“We’re raising state-of-the-art facilities in close proximity to cozy residential neighborhoods, fantastic ethnic cuisine, and convenient mass transit. This renovation is going to bring high-end jobs, as well as highly skilled workers, and it’s going to improve our quality of life in this city.”
The cyberstruggles of Android: Netrunner continue to escalate. As we see the release of more ground-breaking ice and icebreakers, the time has come for both corps and runners to take a second look at how they want to wage their burgeoning cyberwars. Are the flash and the sparkle of the newest encryption and decryption technologies luring corps and runners away from basic efficiencies? Are basic efficiencies too blunt to counter their opponents’ increasingly nuanced strategies?

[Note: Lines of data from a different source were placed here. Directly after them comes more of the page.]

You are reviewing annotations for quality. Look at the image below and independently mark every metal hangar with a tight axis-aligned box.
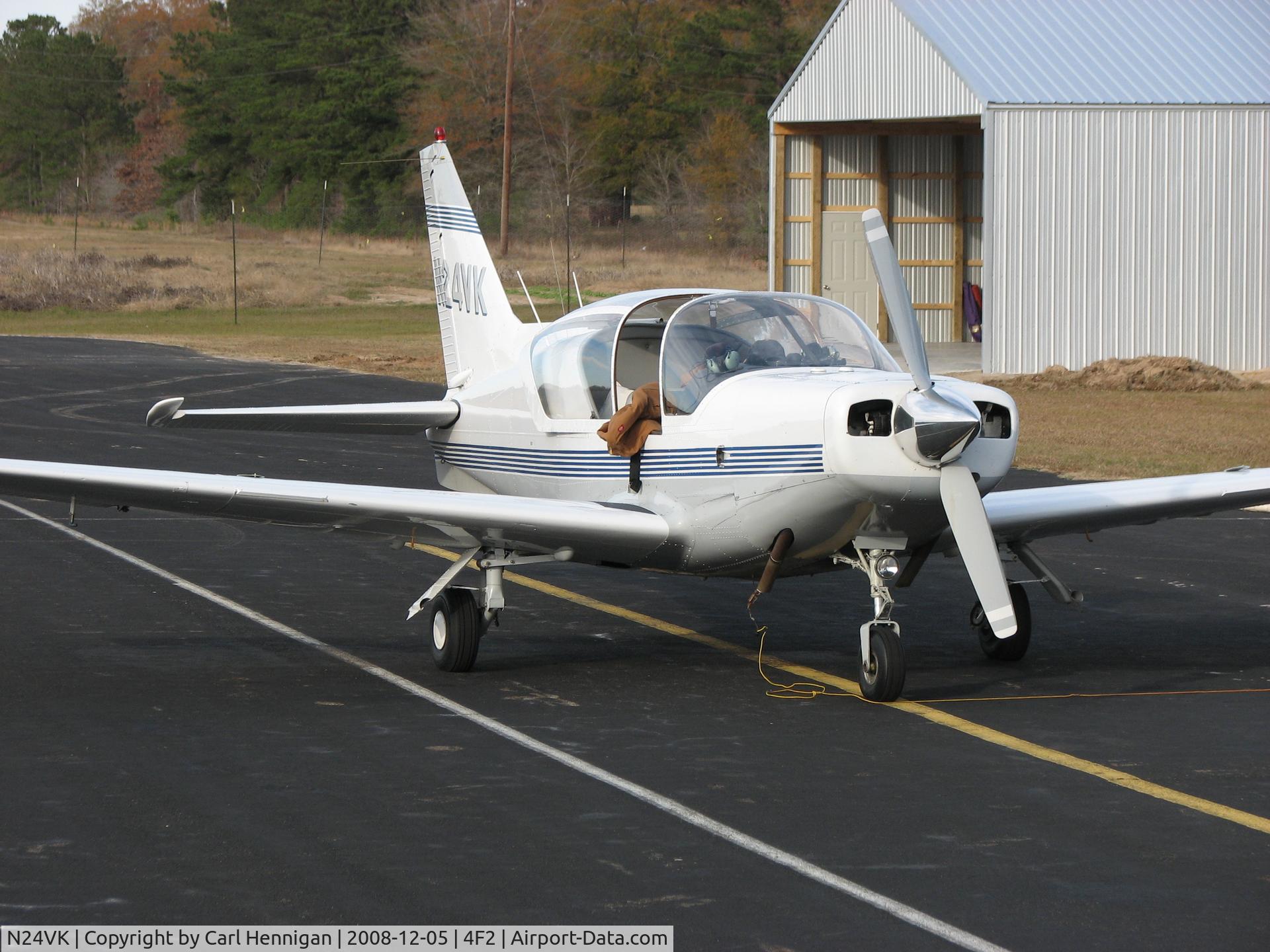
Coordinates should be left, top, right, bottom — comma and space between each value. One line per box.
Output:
769, 0, 1270, 373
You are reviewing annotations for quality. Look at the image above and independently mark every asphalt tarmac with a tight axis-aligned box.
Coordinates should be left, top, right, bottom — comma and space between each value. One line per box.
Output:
0, 338, 1270, 952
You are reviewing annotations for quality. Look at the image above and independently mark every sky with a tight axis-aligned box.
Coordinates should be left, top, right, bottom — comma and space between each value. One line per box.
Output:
0, 0, 84, 26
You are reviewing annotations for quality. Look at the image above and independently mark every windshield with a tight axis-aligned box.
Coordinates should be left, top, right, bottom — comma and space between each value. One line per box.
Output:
661, 294, 899, 414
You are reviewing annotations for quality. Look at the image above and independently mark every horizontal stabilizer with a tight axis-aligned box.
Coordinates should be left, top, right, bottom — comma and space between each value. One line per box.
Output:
146, 397, 458, 436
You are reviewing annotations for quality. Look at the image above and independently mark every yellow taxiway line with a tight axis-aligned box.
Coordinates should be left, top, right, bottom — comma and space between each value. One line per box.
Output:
407, 542, 1270, 834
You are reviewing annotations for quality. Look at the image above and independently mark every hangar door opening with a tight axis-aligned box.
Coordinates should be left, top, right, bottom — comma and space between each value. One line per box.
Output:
773, 127, 983, 341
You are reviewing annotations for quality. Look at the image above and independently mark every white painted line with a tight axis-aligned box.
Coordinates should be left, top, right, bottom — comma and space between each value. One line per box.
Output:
0, 499, 1006, 952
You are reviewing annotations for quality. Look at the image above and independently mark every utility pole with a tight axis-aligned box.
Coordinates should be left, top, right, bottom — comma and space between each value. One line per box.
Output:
498, 0, 516, 258
622, 185, 630, 270
230, 198, 237, 326
564, 192, 572, 313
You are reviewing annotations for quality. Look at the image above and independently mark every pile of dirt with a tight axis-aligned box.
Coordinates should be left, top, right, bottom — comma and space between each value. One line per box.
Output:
984, 357, 1260, 393
124, 255, 192, 268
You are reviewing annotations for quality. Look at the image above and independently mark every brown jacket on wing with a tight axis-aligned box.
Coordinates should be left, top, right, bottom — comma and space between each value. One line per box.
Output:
598, 383, 661, 456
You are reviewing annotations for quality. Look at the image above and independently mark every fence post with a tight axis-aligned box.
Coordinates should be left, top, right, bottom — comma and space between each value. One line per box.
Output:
230, 198, 237, 326
318, 179, 326, 268
564, 192, 572, 313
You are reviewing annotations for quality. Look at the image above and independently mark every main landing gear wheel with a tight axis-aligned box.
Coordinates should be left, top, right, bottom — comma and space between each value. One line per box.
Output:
860, 625, 904, 701
970, 581, 1031, 661
428, 588, 482, 672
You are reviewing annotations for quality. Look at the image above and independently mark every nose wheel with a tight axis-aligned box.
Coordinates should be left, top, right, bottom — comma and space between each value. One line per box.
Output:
860, 621, 904, 702
834, 545, 904, 702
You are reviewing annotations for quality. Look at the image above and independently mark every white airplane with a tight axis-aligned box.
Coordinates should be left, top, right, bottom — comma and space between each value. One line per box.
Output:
0, 130, 1270, 701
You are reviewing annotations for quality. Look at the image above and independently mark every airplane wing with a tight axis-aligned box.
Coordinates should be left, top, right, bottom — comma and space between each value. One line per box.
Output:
0, 459, 669, 563
975, 468, 1270, 542
146, 397, 458, 436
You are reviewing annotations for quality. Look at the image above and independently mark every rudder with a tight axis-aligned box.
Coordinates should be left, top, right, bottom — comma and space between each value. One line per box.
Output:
419, 128, 529, 389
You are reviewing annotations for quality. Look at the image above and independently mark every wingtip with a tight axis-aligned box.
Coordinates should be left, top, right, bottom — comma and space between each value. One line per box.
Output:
146, 397, 185, 426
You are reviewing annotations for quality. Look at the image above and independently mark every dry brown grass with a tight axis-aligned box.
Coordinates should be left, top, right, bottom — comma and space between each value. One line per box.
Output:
986, 357, 1260, 393
0, 217, 1270, 479
0, 214, 767, 317
995, 381, 1270, 479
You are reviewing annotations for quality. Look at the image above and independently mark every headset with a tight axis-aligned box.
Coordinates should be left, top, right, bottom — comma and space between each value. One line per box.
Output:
706, 344, 740, 373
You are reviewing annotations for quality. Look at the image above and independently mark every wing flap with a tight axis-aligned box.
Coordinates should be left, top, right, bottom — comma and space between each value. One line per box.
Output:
146, 397, 458, 434
0, 459, 669, 563
983, 468, 1270, 542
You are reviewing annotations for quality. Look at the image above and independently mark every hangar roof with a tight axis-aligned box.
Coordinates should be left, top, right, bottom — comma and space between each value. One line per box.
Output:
769, 0, 1270, 118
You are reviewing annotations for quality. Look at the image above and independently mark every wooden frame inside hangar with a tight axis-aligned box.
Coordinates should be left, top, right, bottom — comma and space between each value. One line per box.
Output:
772, 116, 983, 341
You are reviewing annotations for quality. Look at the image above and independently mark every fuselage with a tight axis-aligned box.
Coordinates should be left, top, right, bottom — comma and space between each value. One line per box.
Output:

The time has come to explore New Angeles, inventive new uses for programs, and the importance of public perception. It’s time for runners to become more creative and less obvious with their program design. It’s time for the corps to run a two-pronged assault on the whole runner culture, employing lethal new ice and Black Ops teams, even as they bolster their public images with new PR campaigns. It’s time for Second Thoughts .
Perception Is Reality
In Android: Netrunner , the game’s corporations are colossal, ubiquitous entities and household names. They produce everything from your home to your threedees, from your workplace to your coworkers. They’re constantly advancing humanity’s influence on Earth and in the solar system, and their corporate headquarters are shining and glossy towers, bastions of the latest technologies and forward thinking. You see their names splashed across cities on flashboards, vidscreens, and vehicles. It’s not uncommon in the slightest to see individuals on the street wearing their brand logos tattooed across their arms or necks.
Accordingly, each of the game’s corporations wants to control its reputation. These corporations are in business not only to offer the newest, hottest technologies, but to collect credits, and they don’t want bad publicity to slow them down.
Bad publicity has existed as a game mechanic in Android: Netrunner since the release of the Core Set . Each point of bad publicity results in a free, renewable credit that the Runner can spend during runs. It represents the resources that become available to the game’s subversive hackers as other individuals band against corporations that they begin to view as “evil overlords.”
Sometimes, a corporation will risk a little bad publicity to claim some greater reward, but the more a corporation loses control of its image, the easier it becomes for runners to work against it. Ultimately, no corporation can afford to allow its image to be derailed by multiple points of bad publicity. Thus, it comes as good news for two of the game’s corporations that Second Thoughts presents them with the game’s first means of removing bad publicity.
The Weyland Consortium has recently been targeted by a vicious, negative PR campaign. A small number of embittered individuals have forwarded slanderous, undocumented allegations that Weyland has been involved in some sort of supposed “scorched earth” policy. The truth is that the Weyland Consortium has long been a proponent for and active advocate of green technology and processes. One of the company’s key values is the “harmonious integration of design and environment.” Even as Weyland continues to advance humanity with the construction of cutting edge facilities on Earth, the Moon, and Mars, it actively supports those lawmakers who are working on zoning laws that better regulate the renovation of existing urban neighborhoods. Such zoning laws are important both to maintain a sense of local community and to establish clear standards for the quality of all architecture and construction involved in the process.
Ever since scientists and policy makers first truly began to consider the eventuality of human cloning, the techniques involved have drawn close scrutiny and heavy criticism. Led by various non-governmental institutions and organizations, cloning’s opponents have lobbied against every incremental advancement. Therefore, cloning is one of the most rigorously regulated of all industries. Accordingly, Jinteki is proud not only of the fantastic services its clones provide the world on a daily basis; the company is proud of its full compliance with all local, state, national, and international standards for the development of its processes. When others think of clones, they tend to think only of those individuals who helped explode the former limitations of space travel and who have greatly reduced the mortality rates associated with a range of careers. However, when Jinteki thinks of clones, it remembers companions and friends. The company is proud to seek constant improvements in the treatment of its active clones and the facilities it maintains for those who retire.
Rethink the Possible
Control the message. Control the game. If you can’t shatter your opponent’s economy, perhaps you can change the nature of the contest.
The time is coming to take a look at all-new strategies. The time is coming to invent something amazing. The time is coming to take a second look.